Dentre as eventuais qualidades que possuo está a renovada tendência de ser atencioso e educado com as pessoas. Tenho verdadeiro horror a altercações, brigas e desentendimentos. Prefiro me calar e dar razão à pessoa com quem estou conversando, mesmo tendo a convicção dela estar agindo ou falando algo do qual discordo. É um traço de personalidade e também o resultado de treinamento feito ao longo da vida. Não tenho a pretensão de desejar um mundo regido por opiniões parecidas com as minhas. Seguidamente precisei fazer enorme esforço mental para me manter em silêncio, mas sempre valeu a pena. Mantive a amizade e o coleguismo em alta, e isso conta muito mais. Evito o máximo entrar na seara da política: é um campo minado, onde prevalece a paixão e o discernimento raramente dá as caras. E mesmo em assuntos bem prosaicos, é de bom tom ouvir cuidadosamente, posicionar-se, se for o caso, e manter a elegância na maneira de agir. Tenho certa inclinação a gostar dos seres humanos, vendo antes suas qualidades do que os defeitos. E ficaria feliz se os demais me acolhessem assim. Exercitar a tolerância é um ato religioso, pois desperta a compaixão e a empatia, essenciais para a convivência pacífica e harmônica.
Pondero sobre isso ao lembrar um fato acontecido há alguns meses. Dois amigos próximos iniciaram uma acalorada discussão a partir de um tema polêmico. Cada um com seus argumentos, persistindo em convencer o outro. Passaram-se quinze minutos e cada qual permanecia irredutível em sua fala. Um deles, num rompante de arrogância, disse: “Você é muito ignorante mesmo”. Pronto, o estrago já tinha sido feito. O que se sentiu humilhado começou a chorar, tremer, tomado por um sentimento de desrespeito.

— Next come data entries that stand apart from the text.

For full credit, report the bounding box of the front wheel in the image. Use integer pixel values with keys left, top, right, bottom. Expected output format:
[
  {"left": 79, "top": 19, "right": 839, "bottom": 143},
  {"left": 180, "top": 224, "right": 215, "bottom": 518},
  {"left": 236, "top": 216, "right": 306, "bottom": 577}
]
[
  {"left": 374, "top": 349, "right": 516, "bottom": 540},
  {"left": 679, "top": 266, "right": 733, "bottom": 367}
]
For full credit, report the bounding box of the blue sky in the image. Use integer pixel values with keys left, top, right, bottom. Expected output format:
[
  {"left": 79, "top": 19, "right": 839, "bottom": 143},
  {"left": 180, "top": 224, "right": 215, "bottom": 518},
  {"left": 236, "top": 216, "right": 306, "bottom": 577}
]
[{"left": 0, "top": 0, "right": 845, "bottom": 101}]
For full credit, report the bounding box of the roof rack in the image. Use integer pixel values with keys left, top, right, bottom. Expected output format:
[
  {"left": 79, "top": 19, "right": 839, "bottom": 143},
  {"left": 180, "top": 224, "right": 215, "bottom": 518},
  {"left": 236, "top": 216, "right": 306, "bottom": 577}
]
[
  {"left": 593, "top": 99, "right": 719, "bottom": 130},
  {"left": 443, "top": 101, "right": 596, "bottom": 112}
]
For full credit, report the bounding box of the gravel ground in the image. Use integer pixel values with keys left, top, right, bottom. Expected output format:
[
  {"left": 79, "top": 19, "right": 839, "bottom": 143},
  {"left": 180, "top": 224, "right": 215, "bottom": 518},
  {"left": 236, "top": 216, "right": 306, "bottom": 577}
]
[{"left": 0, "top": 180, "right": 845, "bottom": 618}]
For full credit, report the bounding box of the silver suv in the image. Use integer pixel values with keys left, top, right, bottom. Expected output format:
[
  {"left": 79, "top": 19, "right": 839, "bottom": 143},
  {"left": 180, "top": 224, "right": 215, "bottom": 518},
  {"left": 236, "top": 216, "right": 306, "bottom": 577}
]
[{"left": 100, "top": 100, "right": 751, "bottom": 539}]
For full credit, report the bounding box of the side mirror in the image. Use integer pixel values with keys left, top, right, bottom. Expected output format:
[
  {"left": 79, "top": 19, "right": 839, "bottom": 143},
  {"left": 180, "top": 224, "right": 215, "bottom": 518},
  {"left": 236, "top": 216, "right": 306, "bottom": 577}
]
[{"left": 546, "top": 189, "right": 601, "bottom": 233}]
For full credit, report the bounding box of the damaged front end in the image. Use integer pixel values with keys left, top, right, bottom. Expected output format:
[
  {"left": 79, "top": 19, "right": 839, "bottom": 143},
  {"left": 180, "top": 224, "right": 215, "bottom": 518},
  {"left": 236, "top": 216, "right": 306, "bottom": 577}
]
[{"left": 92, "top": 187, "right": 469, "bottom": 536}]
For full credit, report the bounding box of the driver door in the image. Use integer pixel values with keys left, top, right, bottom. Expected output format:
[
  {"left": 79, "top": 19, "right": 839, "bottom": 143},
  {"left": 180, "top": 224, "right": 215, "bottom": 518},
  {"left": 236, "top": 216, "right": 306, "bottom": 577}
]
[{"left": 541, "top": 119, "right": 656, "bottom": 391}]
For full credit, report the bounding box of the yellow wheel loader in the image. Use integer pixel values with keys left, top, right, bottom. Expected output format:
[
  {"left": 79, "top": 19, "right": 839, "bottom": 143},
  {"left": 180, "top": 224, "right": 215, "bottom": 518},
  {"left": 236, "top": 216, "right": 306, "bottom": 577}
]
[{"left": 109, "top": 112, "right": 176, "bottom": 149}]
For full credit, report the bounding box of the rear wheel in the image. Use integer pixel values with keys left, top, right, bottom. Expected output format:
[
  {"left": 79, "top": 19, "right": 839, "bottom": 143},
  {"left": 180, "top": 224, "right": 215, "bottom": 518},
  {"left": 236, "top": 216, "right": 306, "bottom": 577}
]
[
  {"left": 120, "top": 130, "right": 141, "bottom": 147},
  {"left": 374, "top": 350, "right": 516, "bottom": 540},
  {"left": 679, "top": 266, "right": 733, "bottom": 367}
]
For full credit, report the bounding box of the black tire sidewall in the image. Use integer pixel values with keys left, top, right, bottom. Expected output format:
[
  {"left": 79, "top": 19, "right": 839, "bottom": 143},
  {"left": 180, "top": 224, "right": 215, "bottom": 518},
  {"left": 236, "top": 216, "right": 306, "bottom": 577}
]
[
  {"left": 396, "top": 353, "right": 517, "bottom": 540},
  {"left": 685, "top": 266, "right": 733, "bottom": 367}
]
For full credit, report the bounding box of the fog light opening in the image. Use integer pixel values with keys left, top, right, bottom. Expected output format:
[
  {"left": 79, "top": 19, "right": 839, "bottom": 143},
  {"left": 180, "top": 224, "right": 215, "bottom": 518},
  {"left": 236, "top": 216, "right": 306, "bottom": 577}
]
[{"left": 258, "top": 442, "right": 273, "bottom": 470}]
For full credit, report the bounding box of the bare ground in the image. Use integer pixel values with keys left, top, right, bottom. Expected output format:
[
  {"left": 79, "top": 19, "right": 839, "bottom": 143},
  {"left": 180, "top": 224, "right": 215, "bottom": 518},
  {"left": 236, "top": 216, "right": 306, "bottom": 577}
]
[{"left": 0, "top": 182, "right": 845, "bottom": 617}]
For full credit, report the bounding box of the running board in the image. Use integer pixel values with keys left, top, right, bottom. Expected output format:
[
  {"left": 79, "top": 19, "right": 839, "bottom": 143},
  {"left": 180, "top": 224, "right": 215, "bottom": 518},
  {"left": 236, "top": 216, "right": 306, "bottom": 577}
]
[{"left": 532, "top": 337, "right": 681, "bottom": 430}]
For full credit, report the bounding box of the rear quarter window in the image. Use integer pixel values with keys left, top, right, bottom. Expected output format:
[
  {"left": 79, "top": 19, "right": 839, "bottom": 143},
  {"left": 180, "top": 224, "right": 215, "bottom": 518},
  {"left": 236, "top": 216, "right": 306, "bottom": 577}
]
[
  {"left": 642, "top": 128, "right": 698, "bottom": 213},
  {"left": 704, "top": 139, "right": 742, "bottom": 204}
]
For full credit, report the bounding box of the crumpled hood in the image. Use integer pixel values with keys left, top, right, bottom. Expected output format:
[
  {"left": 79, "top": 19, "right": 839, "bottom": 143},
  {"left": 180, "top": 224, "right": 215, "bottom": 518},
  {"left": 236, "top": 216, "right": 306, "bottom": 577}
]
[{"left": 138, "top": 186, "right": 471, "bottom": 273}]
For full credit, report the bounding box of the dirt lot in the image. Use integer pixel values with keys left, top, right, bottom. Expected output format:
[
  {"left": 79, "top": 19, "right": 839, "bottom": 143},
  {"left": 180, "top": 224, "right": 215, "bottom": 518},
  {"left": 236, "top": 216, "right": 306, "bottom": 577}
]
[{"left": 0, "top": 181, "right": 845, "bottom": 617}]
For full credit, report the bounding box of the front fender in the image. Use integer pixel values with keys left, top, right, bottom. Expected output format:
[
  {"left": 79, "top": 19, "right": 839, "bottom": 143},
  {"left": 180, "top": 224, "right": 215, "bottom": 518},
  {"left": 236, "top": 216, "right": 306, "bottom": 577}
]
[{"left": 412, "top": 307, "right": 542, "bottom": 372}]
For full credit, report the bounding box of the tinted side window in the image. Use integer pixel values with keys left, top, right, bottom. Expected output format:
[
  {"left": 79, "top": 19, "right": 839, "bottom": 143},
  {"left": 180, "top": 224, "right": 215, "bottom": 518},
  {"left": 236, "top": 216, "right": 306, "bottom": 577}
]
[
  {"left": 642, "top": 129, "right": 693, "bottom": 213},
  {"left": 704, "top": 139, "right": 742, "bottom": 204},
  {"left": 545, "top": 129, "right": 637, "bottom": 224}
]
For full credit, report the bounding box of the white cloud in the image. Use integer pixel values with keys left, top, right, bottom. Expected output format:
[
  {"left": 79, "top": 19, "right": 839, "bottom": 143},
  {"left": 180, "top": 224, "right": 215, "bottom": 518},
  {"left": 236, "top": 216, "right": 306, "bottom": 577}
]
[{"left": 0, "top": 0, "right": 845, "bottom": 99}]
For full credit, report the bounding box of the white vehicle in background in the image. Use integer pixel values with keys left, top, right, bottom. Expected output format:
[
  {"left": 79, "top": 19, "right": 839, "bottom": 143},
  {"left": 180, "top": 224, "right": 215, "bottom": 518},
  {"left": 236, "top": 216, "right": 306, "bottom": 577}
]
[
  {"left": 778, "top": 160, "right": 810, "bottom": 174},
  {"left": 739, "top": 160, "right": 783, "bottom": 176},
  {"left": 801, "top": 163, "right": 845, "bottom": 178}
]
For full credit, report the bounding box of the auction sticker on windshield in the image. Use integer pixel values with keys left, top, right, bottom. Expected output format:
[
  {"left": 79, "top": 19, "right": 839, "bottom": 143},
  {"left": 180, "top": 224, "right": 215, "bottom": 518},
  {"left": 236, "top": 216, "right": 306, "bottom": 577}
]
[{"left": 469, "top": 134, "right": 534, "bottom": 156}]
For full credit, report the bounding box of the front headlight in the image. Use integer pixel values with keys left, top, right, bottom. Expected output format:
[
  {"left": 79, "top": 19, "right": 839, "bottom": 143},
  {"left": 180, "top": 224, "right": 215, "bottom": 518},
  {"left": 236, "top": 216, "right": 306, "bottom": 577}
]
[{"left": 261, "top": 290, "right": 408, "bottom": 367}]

Depois de consolá-lo, dizendo não ser correto dar tanto espaço dentro dele a uma criatura tão impulsiva, reafirmei a certeza: o trato afável e amoroso é a maneira ideal de conduzirmos as relações. Claro, há momentos em que é difícil a contenção, principalmente em questões de maior envergadura. Porém, quase tudo não passa de simples opinião. Precisamos nos entregar a esse esforço de ouvir sem tentar impor as nossas crenças. Continuar sensível às justificativas dos pensamentos alheios. É pretencioso nos crermos donos de qualquer tipo de verdade. Melhor é se abastecer de simpatia e, quando for o caso, mudar de assunto. Pouco se ganha em reivindicar o monopólio do que nos parece inquestionável. Devemos nos submeter ao crivo da dúvida para podermos relativizar, fugindo das conclusões apressadas.
O obscurantismo habita as mentes fechadas, confiantes de estarem doutrinando para o bem os que ainda não foram ungidos pela lucidez. Pobres de nós, tão orgulhosos, encastelados num altar, sem saber que a gentileza é um manto de púrpura, bordado em ouro.